“You just want to fuck a gymnast, right?”: The Bronze
The Bronze
Directed by Bryan Buckley
Opens March 18
“You just want to fuck a gymnast, right?” That’s a seed planted in The Bronze by the foul-mouthed Hope Ann Greggory, which sprouts much later in a wild scene featuring a human pommel horse, a gold medal tattoo around a sex organ (“Give me the gold!”), and an absurd array of sexual positions relying on handstands and backflips. What could prevent this scene from circulating social media in GIF form?
We meet Hope (Melissa Rauch) via a perfect encapsulation of her narcissism: she masturbates to the tape of her medal-clinching performance in the 2004 Olympics. Rauch co-wrote the script, so the crude opening reads almost as a conscious separation from Bernadette, her much friendlier character on The Big Bang Theory.
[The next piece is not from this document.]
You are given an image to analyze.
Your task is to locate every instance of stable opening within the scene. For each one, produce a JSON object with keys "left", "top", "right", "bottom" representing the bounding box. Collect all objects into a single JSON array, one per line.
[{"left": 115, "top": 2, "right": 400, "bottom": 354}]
As Hope, Rauch maintains the sharp tongue, but any family-friendly network TV filters have been turned off, and she revels in the opportunity to take meaner digs, although the tendency for name-calling stops The Bronze from taking on the venom of, say, an Alex Ross Perry film, which would indict rather than celebrate this stock-character of recent independent cinema and of Duplass Brothers Productions, of which this is one.
Now twelve years removed from Olympic glory and still a gymnast only in her own delusions, Hope lives with and all but abuses her dad, along with anyone else who dares talk to her like a human rather than a hero. A suicide note from her former coach, however, sees her takeover coaching up-and-comer Maggie Townsend (Haley Lu Richardson), who is getting ready for her own close-up in the international arena.
Even moving beyond the fact that very few of Hope’s diatribes are actually funny—a shortcoming consistent with the film’s tendency to telegraph its jokes—one shortcoming after another becomes apparent. Plot and characters are both enormously clichéd, with the sole exception an 11th hour change of heart so abrupt that it exists only to emphasize what the film is really about, exemplifying a tendency not to create a universe and drama, but to impose events, however unlikely and incongruous they may be, to fulfill a pre-determined arc. And there lies the biggest problem: The Bronze is not a story about ephemeral fame, the responsibilities that accompany success, staying true to one’s roots, arrested development, or anything else existing on the peripheral of the film’s laser-focus, but rather one about a person so certain of her own brilliance that the world itself must correct itself to prove it. With storytelling this shoddy, one must wonder if anyone will care enough to create the GIFs.